The recovery will probably take hold in the next year or so - except for the folks who have been out of work for more than six months. Unless some bright idea comes out of Congress (I know, I know), these folks are likely to become a permanent underclass, something that's been plaguing portions of Europe for years but which up to now has been almost unheard of in the U.S. And of course the longer they are out of work, the harder it is to get hired.

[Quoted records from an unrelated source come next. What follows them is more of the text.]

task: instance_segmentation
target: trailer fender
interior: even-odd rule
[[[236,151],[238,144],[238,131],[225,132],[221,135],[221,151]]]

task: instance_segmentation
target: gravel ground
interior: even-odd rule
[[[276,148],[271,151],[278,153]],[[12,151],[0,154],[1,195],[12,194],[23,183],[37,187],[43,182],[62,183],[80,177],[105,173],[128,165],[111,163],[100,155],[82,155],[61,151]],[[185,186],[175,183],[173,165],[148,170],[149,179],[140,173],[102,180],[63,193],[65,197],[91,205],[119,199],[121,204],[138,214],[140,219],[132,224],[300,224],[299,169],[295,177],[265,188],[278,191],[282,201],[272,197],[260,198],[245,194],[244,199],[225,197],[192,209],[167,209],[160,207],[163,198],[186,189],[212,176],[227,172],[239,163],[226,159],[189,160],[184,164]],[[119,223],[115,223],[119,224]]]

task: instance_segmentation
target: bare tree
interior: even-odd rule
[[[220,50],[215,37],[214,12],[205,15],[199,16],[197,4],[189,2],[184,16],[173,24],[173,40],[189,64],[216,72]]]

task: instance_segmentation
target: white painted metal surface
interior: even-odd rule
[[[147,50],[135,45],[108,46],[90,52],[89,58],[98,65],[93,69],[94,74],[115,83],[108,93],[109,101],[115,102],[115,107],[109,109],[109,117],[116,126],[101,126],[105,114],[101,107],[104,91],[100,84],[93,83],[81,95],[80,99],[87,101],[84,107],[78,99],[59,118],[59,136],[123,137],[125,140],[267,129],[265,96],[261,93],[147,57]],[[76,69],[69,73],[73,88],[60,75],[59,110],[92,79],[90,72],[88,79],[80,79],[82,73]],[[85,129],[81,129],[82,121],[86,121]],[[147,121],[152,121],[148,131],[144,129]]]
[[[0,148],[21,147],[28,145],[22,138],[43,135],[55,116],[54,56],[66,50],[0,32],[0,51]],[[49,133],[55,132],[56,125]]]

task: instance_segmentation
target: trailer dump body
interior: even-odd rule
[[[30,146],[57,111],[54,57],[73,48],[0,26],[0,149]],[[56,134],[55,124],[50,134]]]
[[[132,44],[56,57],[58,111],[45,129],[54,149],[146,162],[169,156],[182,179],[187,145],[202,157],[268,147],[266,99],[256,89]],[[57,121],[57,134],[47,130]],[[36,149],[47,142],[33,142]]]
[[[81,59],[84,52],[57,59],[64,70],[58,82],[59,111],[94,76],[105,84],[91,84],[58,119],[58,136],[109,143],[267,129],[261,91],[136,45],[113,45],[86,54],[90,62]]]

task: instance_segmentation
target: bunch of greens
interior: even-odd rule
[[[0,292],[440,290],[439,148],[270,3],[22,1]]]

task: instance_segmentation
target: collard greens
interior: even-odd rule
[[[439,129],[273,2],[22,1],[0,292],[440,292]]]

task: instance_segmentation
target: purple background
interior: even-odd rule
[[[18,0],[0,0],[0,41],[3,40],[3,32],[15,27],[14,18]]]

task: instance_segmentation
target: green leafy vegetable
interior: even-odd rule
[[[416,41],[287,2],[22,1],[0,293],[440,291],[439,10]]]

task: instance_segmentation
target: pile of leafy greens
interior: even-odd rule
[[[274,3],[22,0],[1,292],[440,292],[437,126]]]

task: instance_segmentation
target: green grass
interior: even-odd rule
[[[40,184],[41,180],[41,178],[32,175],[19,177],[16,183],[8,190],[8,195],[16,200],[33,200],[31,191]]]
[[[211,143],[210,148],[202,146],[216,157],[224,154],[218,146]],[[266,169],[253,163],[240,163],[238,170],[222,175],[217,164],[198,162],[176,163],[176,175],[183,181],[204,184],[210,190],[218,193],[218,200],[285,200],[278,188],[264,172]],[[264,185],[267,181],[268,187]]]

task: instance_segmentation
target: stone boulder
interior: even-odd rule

NYT reports that people who are jobless for fewer than five weeks are more than three times as likely to find a job in the coming month than people who have been out of work for over a year.
"I am so worried somebody will look at me and say, 'Oh, he's probably lost his edge,' " said Tim Smyth, 51, a New York television producer who has been unable to find work since 2008, despite having two decades of experience at places like Nickelodeon and the Food Network. "I mean, I know it's not true, but I'm afraid I might say the same thing if I were interviewing someone I didn't know very well who's been out of work this long."
Personnel managers say they're more willing than usual to give an out-of-work applicant the benefit of the doubt, but as the Times notes, old habits die hard, especially because this block of long-term jobless is actually smaller than those who were unemployed in previous recessions.
Though economists generally agree that getting the long-term unemployed back to work as quickly as possible is necessary to keep people from becoming totally unemployable, the mechanism to do so is unclear. Most forms of stimulus try to create business conditions that foster the nation's output growth, which encourages companies to hire. Output has been growing only slowly, however, and has not stoked much job creation. There have also been other indirect incentives, like a small tax break for hiring unemployed workers, but as yet their effectiveness is unknown. Direct employment programs -- like the public works projects of the New Deal era and World War II -- might be the fastest way to put people back to work, economists say. But those raise concerns of crowding out businesses and displacing other workers. Besides, such proposals, which smack of socialism to some, seem politically unfeasible at the moment.